There is a few reason why:

- Special floor, that have some kind of relief that it never slippery (it's like plastic relief greed, very small, so it perfect flooring.

- coming with convenient water bottle for this cage and holder for hay.

- have house inside

- have plate (for food) that is solid with house, so bunny can't throw it.

And at end of all it's good quality.

Last cage I had in Moscow was like this: http://www.therabbithouse.com/indoor/rabbitcages.asp?cage=11

But it stayed there and we have some stupid cage now with slippery flooring (I put rug inside). It's not that necessary because my bunny walk everywhere she want and cage only for food and toilet.

But now I want to buy goog one.
And I want ferplast cage.

I looked at the amazon.com and they don't have ferplast cages (they sell only in Europe), but they have one cage from Canadian company Hagen that sell one model that absolutely, absolutely similar to one cage from ferplast.

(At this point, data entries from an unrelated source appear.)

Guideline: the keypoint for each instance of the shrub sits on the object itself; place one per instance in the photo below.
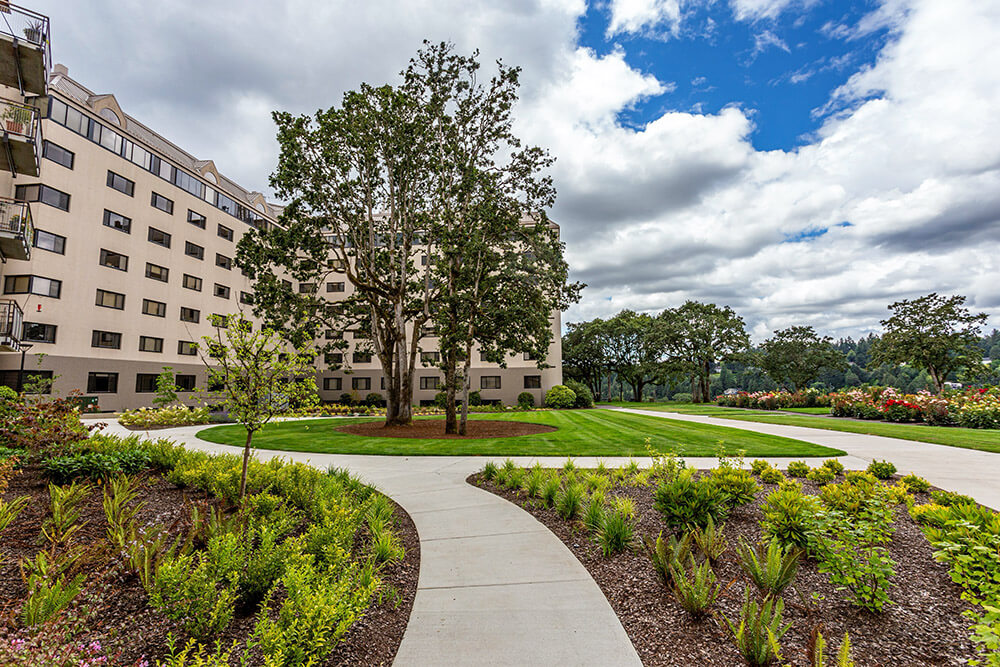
(569, 502)
(821, 475)
(689, 503)
(615, 532)
(772, 568)
(916, 484)
(798, 469)
(560, 397)
(833, 464)
(526, 400)
(790, 517)
(881, 469)
(758, 629)
(584, 397)
(695, 587)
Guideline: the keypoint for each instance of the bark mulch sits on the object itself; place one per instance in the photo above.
(434, 429)
(925, 626)
(115, 603)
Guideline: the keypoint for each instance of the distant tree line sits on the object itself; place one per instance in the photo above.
(697, 351)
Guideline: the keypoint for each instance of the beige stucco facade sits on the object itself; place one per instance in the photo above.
(102, 259)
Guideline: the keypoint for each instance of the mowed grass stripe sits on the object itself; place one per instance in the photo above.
(581, 433)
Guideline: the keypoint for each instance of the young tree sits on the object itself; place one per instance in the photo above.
(357, 180)
(698, 336)
(797, 355)
(935, 333)
(258, 374)
(498, 261)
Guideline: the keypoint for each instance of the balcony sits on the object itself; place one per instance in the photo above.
(22, 138)
(11, 323)
(25, 52)
(16, 231)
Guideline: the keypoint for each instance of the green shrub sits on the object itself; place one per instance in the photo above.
(798, 469)
(560, 397)
(758, 629)
(615, 533)
(772, 568)
(821, 475)
(689, 503)
(833, 464)
(526, 400)
(790, 517)
(916, 484)
(584, 397)
(881, 469)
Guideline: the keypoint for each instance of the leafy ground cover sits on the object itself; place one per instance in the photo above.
(729, 566)
(129, 552)
(579, 433)
(952, 436)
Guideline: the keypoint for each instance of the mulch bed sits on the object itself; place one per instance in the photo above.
(434, 429)
(122, 620)
(924, 627)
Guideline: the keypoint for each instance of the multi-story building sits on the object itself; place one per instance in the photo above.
(118, 249)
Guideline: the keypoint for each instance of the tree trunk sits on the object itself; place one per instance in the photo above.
(246, 461)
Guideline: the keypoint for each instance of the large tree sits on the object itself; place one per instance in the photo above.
(497, 260)
(797, 355)
(699, 335)
(934, 333)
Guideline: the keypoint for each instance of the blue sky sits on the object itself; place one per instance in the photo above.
(783, 69)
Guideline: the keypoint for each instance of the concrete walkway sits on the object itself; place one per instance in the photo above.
(967, 471)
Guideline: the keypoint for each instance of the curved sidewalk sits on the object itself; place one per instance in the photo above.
(967, 471)
(496, 587)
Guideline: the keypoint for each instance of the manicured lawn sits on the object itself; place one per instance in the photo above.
(581, 433)
(967, 438)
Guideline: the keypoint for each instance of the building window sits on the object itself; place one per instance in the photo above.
(159, 237)
(150, 344)
(162, 203)
(57, 154)
(42, 193)
(39, 333)
(196, 219)
(120, 183)
(185, 382)
(119, 222)
(49, 241)
(157, 272)
(110, 340)
(194, 250)
(114, 260)
(154, 308)
(192, 282)
(108, 299)
(489, 382)
(102, 383)
(32, 285)
(145, 383)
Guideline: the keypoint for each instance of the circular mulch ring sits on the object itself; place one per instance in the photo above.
(433, 429)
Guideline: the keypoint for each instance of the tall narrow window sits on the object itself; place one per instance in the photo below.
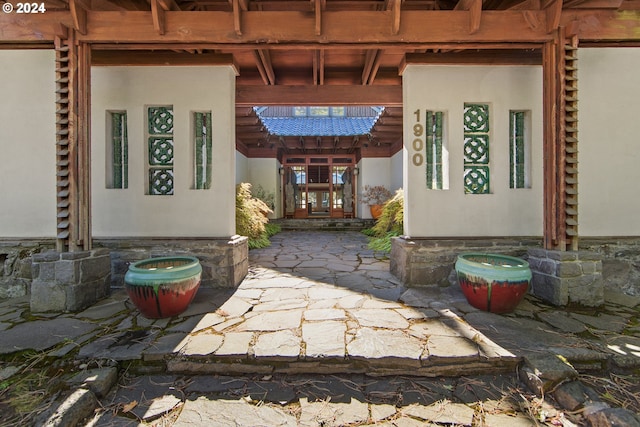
(435, 174)
(476, 149)
(117, 150)
(518, 156)
(160, 143)
(203, 149)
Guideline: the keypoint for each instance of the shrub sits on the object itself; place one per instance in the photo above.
(251, 218)
(390, 224)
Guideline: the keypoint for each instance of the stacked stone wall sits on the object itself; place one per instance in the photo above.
(567, 277)
(225, 262)
(620, 261)
(424, 262)
(69, 281)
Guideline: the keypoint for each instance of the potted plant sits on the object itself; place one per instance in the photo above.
(375, 196)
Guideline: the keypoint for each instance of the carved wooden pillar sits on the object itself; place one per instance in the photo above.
(560, 146)
(73, 147)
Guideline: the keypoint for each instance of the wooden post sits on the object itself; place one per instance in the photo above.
(560, 148)
(73, 156)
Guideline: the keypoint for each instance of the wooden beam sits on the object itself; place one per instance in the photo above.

I guess, that may be because ferplast have no business on the north continent, they sell this cages to Hagen.

I talk about this one:

European name: ferplast casita 120
http://ferplast.com/scheda_prodotto_eng.php/prodotto=/id_item=57067170/id_menu=04010505

USA name: living world deluxe habitat XLarge
http://www.amazon.com/gp/product/B007BNE1YA/?tag=skimlinks_replacement-20

So u can see that it's absolutely same cages.
But they ship this size(47" long) on amazon within 2 months. And I don't want wait too long 

If I'll not find in other place then I'll have to order this one, which size is smaller
living world deluxe habitat Large
http://www.amazon.com/gp/product/B005AYYDCM/?tag=skimlinks_replacement-20

This is same cage but smaller (30" long).


So. Is anybody know where I can buy ferplast or living world deluxe xLarge in US?


----------



## [email protected] (Dec 7, 2013)

You mentioned you lived here with a rabbit for three years.

I had a rabbit before in Houston TX; but, that was another lifetime.

My Russian wife has no experience with such a pet and has tons of questions about health, vet, what to expect, etc.

Any thoughts would be appreciated 

Cheers, [email protected]


----------



## Sindri27 (Dec 7, 2013)

The living world cage can be bought at Petco online and I believe I have also seen this in the store as well.


----------



## FreezeNkody (Dec 7, 2013)

I think medium to large dog kennels work the best! Or xpens


----------



## FreezeNkody (Dec 7, 2013)

This is what my Flemish giant is in my other 3 live in xpens


----------